Logen avanzaba trabajosamente por la empinada pendiente: sus botas desgastadas raspaban y aplastaban la gravilla y el polvo del camino; el peso muerto de la caja de metal que llevaba a hombros parecía hacerse más pesado a cada paso que daba y, a pesar de estar envuelto en una manta, se le clavaba en la carne como si fuera un saco repleto de clavos. Pero a Logen nada de eso le preocupaba en exceso. Estaba demasiado concentrado mirando los movimientos del trasero de Ferro mientras caminaba delante de él, viendo cómo sus músculos fibrosos se tensaban a cada paso tras la sucia lona de sus pantalones.
Era un asunto de lo más raro. Antes de que follaran no la había mirado con esos ojos. Había estado demasiado preocupado procurando que no se escapara, o le disparara, o apuñalara a alguno de los otros. Había estado tan ocupado en ver si fruncía el ceño, que no se había fijado en su cara. Tan ocupado en vigilar sus manos, que nunca se había fijado en el resto de su cuerpo. Ahora, en cambio, no podía pensar en otra cosa.
Todos sus movimientos le parecían fascinantes. Cada dos por tres se sorprendía a sí mismo mirándola. Cuando caminaba. Cuando estaba sentada. Cuando comía o bebía o hablaba o escupía. Cuando se ponía las botas al amanecer o cuando se las quitaba a la noche. Y, para empeorar aún más las cosas, de tanto mirarla de soslayo e imaginársela desnuda, su verga se pasaba medio empalmada la mayor parte del tiempo. Empezaba a resultar un tanto embarazoso.
—¿Qué miras? —Logen se detuvo y alzó la vista hacia la luz. Ferro le miraba desde arriba con cara de pocos amigos. Se irguió y luego cambió de posición el fardo que tenía a la espalda para frotarse un momento sus doloridos hombros y limpiarse la película de sudor de su frente. No le habría costado nada inventarse alguna mentira. Miraba los majestuosos picos de la montaña.

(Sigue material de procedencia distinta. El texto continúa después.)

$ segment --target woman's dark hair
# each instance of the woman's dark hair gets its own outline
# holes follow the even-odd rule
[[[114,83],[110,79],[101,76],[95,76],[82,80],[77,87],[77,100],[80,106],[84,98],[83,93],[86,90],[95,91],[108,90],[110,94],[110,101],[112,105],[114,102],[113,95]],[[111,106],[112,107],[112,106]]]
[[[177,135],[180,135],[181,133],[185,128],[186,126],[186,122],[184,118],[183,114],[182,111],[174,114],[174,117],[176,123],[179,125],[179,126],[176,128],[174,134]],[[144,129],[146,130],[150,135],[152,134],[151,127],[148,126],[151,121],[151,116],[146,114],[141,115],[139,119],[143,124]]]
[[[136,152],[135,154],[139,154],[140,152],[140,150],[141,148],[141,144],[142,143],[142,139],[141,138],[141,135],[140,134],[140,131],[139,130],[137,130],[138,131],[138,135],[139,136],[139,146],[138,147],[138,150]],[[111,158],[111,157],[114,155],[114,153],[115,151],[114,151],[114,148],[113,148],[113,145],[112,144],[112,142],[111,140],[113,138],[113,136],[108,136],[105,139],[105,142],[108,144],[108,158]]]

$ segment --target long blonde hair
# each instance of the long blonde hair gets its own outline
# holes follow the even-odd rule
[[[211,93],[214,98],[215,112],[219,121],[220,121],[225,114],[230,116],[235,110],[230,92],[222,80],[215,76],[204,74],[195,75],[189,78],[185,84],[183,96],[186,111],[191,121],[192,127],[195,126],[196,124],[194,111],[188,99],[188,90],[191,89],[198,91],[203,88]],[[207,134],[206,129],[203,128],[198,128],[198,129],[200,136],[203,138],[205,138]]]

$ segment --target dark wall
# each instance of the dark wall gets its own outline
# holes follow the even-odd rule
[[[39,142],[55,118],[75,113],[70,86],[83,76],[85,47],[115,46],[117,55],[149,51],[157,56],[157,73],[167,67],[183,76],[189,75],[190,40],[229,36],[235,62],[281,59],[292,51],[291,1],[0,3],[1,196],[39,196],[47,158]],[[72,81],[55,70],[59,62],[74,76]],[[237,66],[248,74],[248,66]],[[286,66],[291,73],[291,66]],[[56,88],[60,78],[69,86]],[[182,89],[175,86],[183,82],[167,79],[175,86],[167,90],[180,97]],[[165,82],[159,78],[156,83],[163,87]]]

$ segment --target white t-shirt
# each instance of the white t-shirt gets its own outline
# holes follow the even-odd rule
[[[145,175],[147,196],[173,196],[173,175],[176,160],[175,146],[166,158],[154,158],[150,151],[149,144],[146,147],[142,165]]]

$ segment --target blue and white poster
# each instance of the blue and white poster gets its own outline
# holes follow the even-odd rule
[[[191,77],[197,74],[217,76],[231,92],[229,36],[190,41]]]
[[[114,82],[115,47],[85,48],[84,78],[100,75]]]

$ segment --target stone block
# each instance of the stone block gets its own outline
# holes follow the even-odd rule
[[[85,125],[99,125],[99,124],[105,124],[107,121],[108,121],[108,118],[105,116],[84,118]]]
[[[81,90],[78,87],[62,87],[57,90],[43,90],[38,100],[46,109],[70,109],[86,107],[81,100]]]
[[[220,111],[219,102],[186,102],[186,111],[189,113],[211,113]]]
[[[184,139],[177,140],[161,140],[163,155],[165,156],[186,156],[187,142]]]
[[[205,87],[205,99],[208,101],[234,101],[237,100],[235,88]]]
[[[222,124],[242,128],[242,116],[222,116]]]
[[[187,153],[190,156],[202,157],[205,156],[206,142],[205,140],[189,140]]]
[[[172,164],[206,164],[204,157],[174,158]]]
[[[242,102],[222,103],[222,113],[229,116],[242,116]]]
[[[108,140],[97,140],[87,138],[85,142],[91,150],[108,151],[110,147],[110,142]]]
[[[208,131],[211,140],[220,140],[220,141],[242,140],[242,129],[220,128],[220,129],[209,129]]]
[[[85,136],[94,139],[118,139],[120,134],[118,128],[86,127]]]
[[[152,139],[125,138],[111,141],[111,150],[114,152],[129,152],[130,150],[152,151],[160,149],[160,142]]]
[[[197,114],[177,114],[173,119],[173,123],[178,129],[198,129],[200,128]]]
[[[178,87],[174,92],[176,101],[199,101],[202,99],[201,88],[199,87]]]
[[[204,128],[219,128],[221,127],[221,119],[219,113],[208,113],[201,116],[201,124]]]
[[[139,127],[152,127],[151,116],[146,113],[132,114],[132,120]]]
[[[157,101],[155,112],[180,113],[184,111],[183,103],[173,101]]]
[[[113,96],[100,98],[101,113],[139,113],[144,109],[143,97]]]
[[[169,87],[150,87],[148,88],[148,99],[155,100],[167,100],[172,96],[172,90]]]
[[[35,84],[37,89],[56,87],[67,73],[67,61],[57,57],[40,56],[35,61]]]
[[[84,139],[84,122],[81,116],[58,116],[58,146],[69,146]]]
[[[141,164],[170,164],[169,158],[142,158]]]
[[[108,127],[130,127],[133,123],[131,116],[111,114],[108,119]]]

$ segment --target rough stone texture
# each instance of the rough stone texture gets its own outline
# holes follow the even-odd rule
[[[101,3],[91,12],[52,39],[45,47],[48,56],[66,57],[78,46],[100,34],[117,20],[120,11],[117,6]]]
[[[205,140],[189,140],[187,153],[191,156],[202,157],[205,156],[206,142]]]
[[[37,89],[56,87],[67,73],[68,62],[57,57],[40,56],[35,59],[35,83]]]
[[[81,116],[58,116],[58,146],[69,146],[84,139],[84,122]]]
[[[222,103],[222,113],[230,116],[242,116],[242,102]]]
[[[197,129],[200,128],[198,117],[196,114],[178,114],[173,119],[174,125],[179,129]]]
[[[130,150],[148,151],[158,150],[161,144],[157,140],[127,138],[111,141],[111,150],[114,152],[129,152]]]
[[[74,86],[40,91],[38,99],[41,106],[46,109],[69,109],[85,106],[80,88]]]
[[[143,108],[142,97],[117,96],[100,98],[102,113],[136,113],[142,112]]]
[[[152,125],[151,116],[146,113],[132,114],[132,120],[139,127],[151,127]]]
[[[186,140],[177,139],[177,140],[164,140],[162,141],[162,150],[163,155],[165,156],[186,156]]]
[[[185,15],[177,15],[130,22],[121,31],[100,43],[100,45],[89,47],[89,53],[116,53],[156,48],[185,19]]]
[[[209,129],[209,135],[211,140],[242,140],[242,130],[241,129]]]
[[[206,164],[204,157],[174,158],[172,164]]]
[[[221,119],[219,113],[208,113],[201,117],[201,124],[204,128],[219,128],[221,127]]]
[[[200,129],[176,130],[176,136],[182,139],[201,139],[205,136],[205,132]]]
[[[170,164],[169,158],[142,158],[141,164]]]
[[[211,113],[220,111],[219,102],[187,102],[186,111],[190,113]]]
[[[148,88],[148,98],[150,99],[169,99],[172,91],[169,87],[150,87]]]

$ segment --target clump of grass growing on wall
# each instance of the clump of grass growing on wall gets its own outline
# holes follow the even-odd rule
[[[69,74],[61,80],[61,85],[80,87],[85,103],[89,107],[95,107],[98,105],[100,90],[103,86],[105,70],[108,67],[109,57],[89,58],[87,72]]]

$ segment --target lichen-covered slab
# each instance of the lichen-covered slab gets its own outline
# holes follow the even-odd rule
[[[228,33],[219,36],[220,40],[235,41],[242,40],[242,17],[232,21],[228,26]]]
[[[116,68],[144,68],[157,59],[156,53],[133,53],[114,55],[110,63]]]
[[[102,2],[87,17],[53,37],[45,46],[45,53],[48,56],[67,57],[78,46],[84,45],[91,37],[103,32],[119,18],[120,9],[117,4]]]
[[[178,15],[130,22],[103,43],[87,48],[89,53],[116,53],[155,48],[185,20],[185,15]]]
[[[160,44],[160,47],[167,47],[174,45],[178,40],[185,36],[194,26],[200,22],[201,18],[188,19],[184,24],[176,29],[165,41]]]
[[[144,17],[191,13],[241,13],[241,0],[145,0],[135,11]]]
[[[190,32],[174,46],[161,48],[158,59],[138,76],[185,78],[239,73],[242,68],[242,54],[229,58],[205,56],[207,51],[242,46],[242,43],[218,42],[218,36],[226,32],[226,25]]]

Miraba dónde iba a poner el pie. Comprobaba que su fardo estaba bien sujeto. ¿Pero para qué? Los dos sabían perfectamente qué era lo que miraba y los demás estaban demasiado lejos para oírlos.
—Te miro el culo —dijo encogiéndose de hombros—. Lo siento, pero es un señor culo. No hay nada malo en mirar, ¿no?
Ferro, furiosa, abrió la boca para decir algo, pero Logen metió los pulgares por las correas de su petate, agachó la cabeza y la adelantó antes de que tuviera ocasión de hablar. Cuando había dado unos diez pasos, giró la cabeza por encima de su hombro. Ferro estaba parada en el mismo sitio, con los brazos en jarras, mirándole con gesto ceñudo. Le dirigió una sonrisa.
—¿Qué miras? —le dijo.
Fresca aún la mañana, se detuvieron para coger agua en una cornisa que se alzaba sobre un valle encajonado. A través de una maraña de árboles, rebosantes de bayas, que crecían ladeados sobre la roca desnuda, Jezal distinguía en el angosto fondo un torrente de aguas blancas. Al otro lado se alzaban unos vertiginosos farallones de roca, enormes muros grises, casi verticales, rematados en lo alto por unos riscos gigantescos en torno a los cuales aleteaban y graznaban oscuros pájaros, mientras, al fondo, las blancas nubes flotaban por el cielo pálido. Un entorno espectacular, aunque un tanto desasosegante.
—Qué hermosura —murmuró Jezal cuidándose de no acercarse demasiado al borde.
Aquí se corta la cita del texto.